Wisconsin Nurses Unionize, ‘Join Fight Against’ Corporatization - Nurses ‘Offer Rebuke’ To State Union-Busting Legislation & ‘An Answer To Corporate Policies That Staff Say Make Working Conditions Dangerous’
(MADISON, WISCONSIN) - Nurses at the University of Wisconsin Hospital and Clinics (UWHC) formally demanded that the UW Health Board voluntarily recognize their newly-formed Union. The Nurses, who’d lost Union Representation after former Republican Governor Scott Walker unleashed a package of Anti-Labor Legislation in 2011, fought - and lost - the battle to retain their Union-won contracts in the years since.
The Wisconsin Nurses join the ranks of Health Care Professionals across the United States organizing for improved Staffing Ratios and safer work conditions at hospitals and clinics.
The Nurses, who’ve organized in response to chronic understaffing in the UW Health Care System, say that patient safety lies at the heart of their campaign - which was launched a year ago, and grew out of the public eye in the months since.
In 2019 alone, Nurses in Michigan, Montana, and Oregon have campaigned for Union Representation. In each drive, Nurses placed patient outcomes squarely at the center of their campaign platforms and months of Strikes and Unionization Campaigns around the United States have demonstrated the power of organized Nurses to fight for working conditions on their own terms.
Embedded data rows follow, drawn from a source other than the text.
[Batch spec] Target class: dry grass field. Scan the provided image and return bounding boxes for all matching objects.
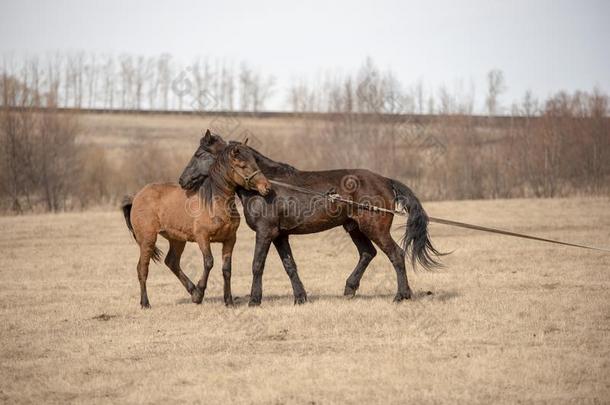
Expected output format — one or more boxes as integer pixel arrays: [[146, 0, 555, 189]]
[[0, 198, 610, 404]]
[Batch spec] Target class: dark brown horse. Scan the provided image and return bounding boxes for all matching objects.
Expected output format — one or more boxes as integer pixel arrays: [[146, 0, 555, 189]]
[[122, 142, 271, 308], [181, 134, 441, 305]]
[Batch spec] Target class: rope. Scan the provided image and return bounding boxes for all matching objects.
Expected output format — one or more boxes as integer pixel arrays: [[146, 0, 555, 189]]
[[269, 179, 610, 253]]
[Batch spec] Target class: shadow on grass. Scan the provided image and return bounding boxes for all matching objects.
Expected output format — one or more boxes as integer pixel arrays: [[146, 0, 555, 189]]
[[176, 291, 460, 307]]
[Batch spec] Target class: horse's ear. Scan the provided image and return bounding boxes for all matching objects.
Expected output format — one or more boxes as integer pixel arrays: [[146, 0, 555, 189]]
[[201, 129, 212, 145]]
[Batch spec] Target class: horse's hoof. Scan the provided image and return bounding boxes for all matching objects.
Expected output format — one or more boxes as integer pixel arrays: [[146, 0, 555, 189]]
[[191, 288, 203, 304], [394, 291, 411, 302], [343, 285, 356, 298], [294, 295, 307, 305]]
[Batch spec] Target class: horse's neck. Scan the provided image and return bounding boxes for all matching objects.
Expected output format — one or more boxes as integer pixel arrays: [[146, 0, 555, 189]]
[[254, 150, 298, 176], [199, 178, 235, 217]]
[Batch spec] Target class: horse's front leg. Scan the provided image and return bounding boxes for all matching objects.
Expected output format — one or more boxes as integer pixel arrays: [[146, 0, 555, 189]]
[[248, 232, 271, 307], [191, 236, 214, 304], [273, 235, 307, 304], [222, 235, 235, 306]]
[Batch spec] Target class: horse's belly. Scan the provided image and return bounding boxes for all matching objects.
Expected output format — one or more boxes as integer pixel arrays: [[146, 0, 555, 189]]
[[159, 229, 195, 242]]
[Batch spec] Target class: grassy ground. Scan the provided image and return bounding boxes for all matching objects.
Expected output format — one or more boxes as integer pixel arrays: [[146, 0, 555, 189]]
[[0, 199, 610, 404]]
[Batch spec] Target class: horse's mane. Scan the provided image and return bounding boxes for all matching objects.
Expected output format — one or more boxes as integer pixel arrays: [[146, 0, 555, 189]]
[[199, 144, 236, 205], [243, 146, 299, 176]]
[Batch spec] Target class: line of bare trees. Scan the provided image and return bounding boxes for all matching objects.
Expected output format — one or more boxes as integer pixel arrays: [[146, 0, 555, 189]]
[[0, 59, 610, 212], [286, 60, 610, 199], [1, 52, 275, 112]]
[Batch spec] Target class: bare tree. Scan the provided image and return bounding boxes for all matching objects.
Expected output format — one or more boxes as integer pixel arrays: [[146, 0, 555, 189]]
[[485, 69, 506, 115]]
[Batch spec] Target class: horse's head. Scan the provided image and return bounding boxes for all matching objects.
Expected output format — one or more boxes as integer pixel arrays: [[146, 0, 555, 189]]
[[178, 129, 227, 190], [223, 139, 271, 196]]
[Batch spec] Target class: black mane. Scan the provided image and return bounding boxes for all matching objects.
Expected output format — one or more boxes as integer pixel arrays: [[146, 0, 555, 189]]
[[199, 143, 235, 205], [248, 146, 299, 176]]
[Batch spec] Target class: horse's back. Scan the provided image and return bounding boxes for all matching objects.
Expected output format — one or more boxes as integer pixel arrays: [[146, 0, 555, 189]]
[[131, 183, 192, 239]]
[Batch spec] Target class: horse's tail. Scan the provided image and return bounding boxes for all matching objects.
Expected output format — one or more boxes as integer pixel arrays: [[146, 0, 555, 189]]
[[391, 180, 446, 270], [121, 196, 163, 263]]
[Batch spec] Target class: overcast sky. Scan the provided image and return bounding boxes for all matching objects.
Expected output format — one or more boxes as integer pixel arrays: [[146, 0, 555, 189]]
[[0, 0, 610, 109]]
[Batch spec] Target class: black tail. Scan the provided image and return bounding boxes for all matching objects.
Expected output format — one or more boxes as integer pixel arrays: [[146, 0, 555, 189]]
[[121, 196, 163, 263], [391, 180, 446, 270]]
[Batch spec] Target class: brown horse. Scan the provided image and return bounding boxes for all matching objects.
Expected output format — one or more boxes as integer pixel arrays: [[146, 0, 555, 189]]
[[180, 136, 443, 305], [122, 143, 271, 308]]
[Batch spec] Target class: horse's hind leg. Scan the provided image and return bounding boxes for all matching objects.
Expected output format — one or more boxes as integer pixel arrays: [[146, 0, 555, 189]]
[[343, 224, 377, 297], [165, 239, 195, 294], [273, 235, 307, 304], [191, 237, 214, 304], [222, 235, 236, 307], [361, 220, 411, 302], [138, 238, 156, 308]]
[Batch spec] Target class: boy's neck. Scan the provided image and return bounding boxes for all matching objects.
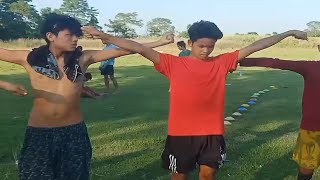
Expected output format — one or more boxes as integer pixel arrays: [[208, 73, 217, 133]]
[[49, 45, 66, 60]]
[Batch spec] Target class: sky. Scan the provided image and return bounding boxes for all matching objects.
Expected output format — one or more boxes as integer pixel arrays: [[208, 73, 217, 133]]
[[32, 0, 320, 34]]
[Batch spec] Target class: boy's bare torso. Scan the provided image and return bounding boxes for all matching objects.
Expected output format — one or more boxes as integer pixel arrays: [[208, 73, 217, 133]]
[[25, 52, 87, 128]]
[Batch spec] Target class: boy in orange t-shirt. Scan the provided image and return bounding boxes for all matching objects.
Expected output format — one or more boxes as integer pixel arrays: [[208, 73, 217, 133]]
[[82, 21, 307, 180]]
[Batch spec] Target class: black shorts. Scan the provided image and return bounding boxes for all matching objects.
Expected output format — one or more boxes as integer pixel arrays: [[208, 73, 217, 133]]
[[100, 65, 114, 76], [18, 122, 92, 180], [161, 135, 226, 174]]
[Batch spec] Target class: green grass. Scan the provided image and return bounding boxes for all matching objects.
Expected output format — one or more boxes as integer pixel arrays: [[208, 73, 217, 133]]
[[0, 48, 320, 180]]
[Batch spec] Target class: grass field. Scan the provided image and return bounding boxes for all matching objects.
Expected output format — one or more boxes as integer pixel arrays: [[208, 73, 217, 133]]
[[0, 38, 320, 180]]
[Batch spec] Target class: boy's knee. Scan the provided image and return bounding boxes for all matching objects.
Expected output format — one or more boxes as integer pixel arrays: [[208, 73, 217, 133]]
[[199, 166, 216, 180]]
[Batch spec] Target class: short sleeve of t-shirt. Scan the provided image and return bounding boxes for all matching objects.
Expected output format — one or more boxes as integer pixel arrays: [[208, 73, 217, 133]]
[[219, 50, 239, 72], [154, 54, 179, 79]]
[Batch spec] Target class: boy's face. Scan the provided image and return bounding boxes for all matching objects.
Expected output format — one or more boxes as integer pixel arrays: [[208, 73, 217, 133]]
[[188, 38, 217, 60], [177, 45, 184, 51], [47, 29, 79, 52]]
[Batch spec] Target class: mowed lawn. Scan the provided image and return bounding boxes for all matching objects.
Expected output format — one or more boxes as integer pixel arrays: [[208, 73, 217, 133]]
[[0, 45, 320, 180]]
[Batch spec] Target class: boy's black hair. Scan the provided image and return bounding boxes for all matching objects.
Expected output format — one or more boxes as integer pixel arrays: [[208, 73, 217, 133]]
[[177, 41, 186, 48], [40, 13, 83, 43], [188, 21, 223, 42], [84, 73, 92, 80]]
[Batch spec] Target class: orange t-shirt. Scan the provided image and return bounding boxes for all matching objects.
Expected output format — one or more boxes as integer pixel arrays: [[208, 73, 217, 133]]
[[155, 51, 239, 136]]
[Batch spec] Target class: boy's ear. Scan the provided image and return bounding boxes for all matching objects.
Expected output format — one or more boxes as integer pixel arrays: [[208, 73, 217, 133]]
[[188, 39, 192, 47]]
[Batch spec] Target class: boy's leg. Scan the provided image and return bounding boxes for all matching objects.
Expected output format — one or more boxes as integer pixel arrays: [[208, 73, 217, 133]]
[[104, 75, 109, 94], [18, 127, 55, 180], [110, 74, 119, 92], [293, 129, 320, 180], [171, 173, 188, 180], [161, 136, 198, 180], [197, 135, 226, 180], [297, 167, 314, 180], [108, 65, 119, 92]]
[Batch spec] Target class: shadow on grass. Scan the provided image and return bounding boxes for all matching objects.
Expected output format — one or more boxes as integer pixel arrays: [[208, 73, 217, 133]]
[[0, 66, 308, 179]]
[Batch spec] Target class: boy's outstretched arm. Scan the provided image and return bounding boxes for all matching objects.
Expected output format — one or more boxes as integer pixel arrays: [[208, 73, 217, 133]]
[[240, 58, 312, 74], [0, 80, 28, 96], [238, 30, 308, 60], [82, 26, 174, 64], [0, 48, 30, 65]]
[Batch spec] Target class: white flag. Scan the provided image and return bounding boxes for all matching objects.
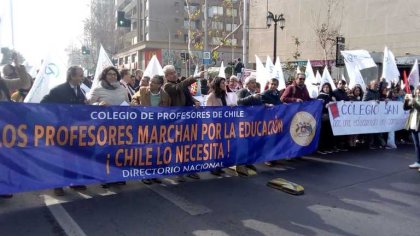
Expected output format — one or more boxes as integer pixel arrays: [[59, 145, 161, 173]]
[[315, 70, 322, 84], [87, 45, 112, 91], [319, 66, 337, 91], [194, 65, 200, 77], [24, 53, 67, 103], [255, 55, 270, 88], [143, 55, 164, 78], [344, 61, 366, 92], [382, 47, 400, 88], [274, 57, 286, 90], [408, 59, 419, 90], [341, 50, 376, 70], [217, 61, 226, 79]]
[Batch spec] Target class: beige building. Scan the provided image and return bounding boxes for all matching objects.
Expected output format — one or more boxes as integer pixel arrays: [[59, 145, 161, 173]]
[[249, 0, 420, 68], [114, 0, 242, 75]]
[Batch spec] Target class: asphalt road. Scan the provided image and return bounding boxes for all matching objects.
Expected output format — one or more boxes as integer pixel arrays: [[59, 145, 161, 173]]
[[0, 145, 420, 236]]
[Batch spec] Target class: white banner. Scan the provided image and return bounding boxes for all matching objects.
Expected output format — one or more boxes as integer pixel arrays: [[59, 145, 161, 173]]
[[328, 101, 408, 136]]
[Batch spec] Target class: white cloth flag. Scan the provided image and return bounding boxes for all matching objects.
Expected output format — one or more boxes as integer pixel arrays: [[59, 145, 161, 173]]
[[305, 60, 318, 98], [143, 55, 164, 78], [341, 50, 376, 70], [319, 66, 337, 91], [344, 62, 366, 92], [255, 55, 270, 88], [382, 47, 400, 88], [408, 59, 419, 88], [274, 57, 286, 90], [87, 45, 112, 91], [217, 61, 226, 79], [24, 53, 67, 103]]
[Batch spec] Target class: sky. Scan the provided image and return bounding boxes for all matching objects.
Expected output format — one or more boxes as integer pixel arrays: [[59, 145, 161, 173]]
[[0, 0, 90, 64]]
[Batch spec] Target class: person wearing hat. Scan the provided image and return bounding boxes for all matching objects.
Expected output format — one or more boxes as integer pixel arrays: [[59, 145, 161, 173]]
[[236, 75, 263, 106]]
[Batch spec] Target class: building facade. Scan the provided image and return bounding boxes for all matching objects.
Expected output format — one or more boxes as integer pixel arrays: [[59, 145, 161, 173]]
[[114, 0, 242, 75], [249, 0, 420, 74]]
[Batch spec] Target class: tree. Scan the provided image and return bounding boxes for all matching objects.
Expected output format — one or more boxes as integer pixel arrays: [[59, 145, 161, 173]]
[[313, 0, 343, 65], [185, 0, 243, 65]]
Nurses in New York who threatened to walk off the job in protest of understaffing won minimum ratios of Nurses to patients in the hospitals, with the hospitals agreeing to hire more than 1,400 new Nurses in the hospitals.
Most recently, Chicago Nurses went on Strike over unsafe working conditions and excessive overtime.
California remains the only state that mandates staffing minimums in hospitals and clinics, and Nurses’ Unions have backed similar legislation at the Federal level.
Kate Walton, a Registered Nurse (RN) in the emergency department at the UW Hospital, says Nurses are fighting for appropriate staffing ratios and that securing Union Recognition would be critical for a broader guarantee of safety for patients.
Unionization, Walton says, would preserve “the ability to speak up on behalf of our patients without fear of retaliation or concern that we’ll be punished.”
By negotiating with the hospital as a collective - rather than through individual channels within the UW’s Human Resources Department - the Nurses hope to avoid having to self-report safety concerns within the departments.
“We feel like without a voice we have lost some of the tools that we need to care for patients, especially with regard to our staffing ratios,” says Shari Signer, a UW Nurse of over a decade.
Nurse Unionists and advocates around the United States have charged that practices by their employers - like cutting budgets for Support Staff - are the product of an administrative attitude that prioritizes profit over safety, but the factors underlying the Union Push in Wisconsin provide a rare, and grim, illustration of the genesis of such Labor practices.